FirstEnergy pins hopes on Ohio nuclear support, federal baseload review

Dive Brief:

  • FirstEnergy officials have not backed off a plan to sell its merchant generation and become a fully-regulated utility company in Ohio, officials said last week in an earnings conference call with analysts.
  • The company reported first quarter 2017 GAAP earnings of $205 million on revenue of $3.6 billion, compared with 2016 Q1 GAAP earnings of $328 million on revenue of $3.9 billion. Among the factors impacting earnings were lower capacity revenues in the competitive business.
  • Competitive subsidiary FirstEnergy Solutions has been flirting with bankruptcy, and last month a judge determined shutting down plants to comply with the Mercury and Air Toxic Standards rule would not let the company off the hook for railway transportation contracts it had signed.

Dive Insight:

It appears increasingly likely that FirstEnergy's competitive arm will file for bankruptcy, based on comments by CEO Charles Jones last week. The company has been fighting for the state to support its nuclear fleet, but officials pinned some hope on the Department of Energy's baseload power review, which could yield support for struggling plants. 

While there is a possibility state and federal regulators could develop policies to help the company, staving off bankruptcy would still appear a longshot.

"There is absolutely no change in the strategic direction that we want to take this company in. We do not want to be exposed to commodity-exposed generation any longer than we have to be," Jones said. 

Ohio lawmakers are currently considering subsidies to support nuclear facilities in the state, a proposal that could be worth about $300 million to FirstEnergy's two units, according to the CEO. 

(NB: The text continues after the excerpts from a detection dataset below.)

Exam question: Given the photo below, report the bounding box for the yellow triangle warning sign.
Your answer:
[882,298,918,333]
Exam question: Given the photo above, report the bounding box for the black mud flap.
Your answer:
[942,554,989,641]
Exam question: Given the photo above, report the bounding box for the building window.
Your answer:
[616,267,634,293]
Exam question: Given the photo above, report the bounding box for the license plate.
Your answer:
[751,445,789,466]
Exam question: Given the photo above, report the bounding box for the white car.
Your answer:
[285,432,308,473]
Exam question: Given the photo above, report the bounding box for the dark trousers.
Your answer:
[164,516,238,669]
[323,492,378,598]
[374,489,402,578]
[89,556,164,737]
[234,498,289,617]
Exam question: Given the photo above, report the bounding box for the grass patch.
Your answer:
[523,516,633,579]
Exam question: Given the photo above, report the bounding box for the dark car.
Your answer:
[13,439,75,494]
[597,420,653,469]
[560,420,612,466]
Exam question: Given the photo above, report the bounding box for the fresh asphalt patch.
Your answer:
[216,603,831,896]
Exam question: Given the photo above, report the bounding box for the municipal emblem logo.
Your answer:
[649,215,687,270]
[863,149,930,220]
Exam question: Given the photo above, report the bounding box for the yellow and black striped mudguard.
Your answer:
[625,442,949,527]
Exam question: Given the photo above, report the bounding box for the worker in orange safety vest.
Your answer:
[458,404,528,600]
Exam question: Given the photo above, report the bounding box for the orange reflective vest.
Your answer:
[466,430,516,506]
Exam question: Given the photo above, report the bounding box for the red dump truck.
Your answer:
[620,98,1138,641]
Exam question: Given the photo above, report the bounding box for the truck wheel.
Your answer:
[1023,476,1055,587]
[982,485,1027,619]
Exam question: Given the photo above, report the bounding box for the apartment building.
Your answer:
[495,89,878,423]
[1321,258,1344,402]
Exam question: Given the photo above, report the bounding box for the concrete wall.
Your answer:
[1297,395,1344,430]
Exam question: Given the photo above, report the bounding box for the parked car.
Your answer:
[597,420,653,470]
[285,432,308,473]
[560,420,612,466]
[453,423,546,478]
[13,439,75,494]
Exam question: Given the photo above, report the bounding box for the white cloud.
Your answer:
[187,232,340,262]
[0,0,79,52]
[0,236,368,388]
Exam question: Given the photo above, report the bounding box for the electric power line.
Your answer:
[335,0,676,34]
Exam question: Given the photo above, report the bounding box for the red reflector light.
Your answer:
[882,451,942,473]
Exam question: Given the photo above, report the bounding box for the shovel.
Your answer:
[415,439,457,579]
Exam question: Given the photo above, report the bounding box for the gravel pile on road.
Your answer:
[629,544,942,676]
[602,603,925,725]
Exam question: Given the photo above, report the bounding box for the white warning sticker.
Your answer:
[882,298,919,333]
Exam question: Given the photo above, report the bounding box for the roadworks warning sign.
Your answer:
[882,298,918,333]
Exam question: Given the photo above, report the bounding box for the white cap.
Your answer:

"That amount in and of itself, I don't think is enough to necessarily avoid an FES bankruptcy either," said Jones. "It would be enough potentially for those assets to emerge from bankruptcy and for a reputable nuclear operator be willing to take them on and run them forward. And that is why the [subsidy] argument is most critical is to make sure those assets are available to the state of Ohio."

Last month the U.S. Department of Energy ordered a review of the U.S. electrical grid, aiming to ascertain whether policies to boost renewable energy are hastening the retirement of coal and nuclear plants and threatening power reliability. But while the review is targeting concrete policy recommendations, it is unclear what shape they may take and on what timeline.

"Let's just say nothing happens out of the DOE study, they say everything's fine, we're really not that concerned about these baseload assets closing anymore ... and then let's say Ohio decides they don't want to move forward. I would tell you it's pretty clear, there's only one other alternative left for the FES board to consider at least from the way I see it," said Jones.

In the railroad lawsuit, FirstEnergy agreed to pay $109 million by 2020, after it halted contracts for coal deliveries on the CSX and BNSF railroads, after deciding to close some coal plants to comply with the MATS rule.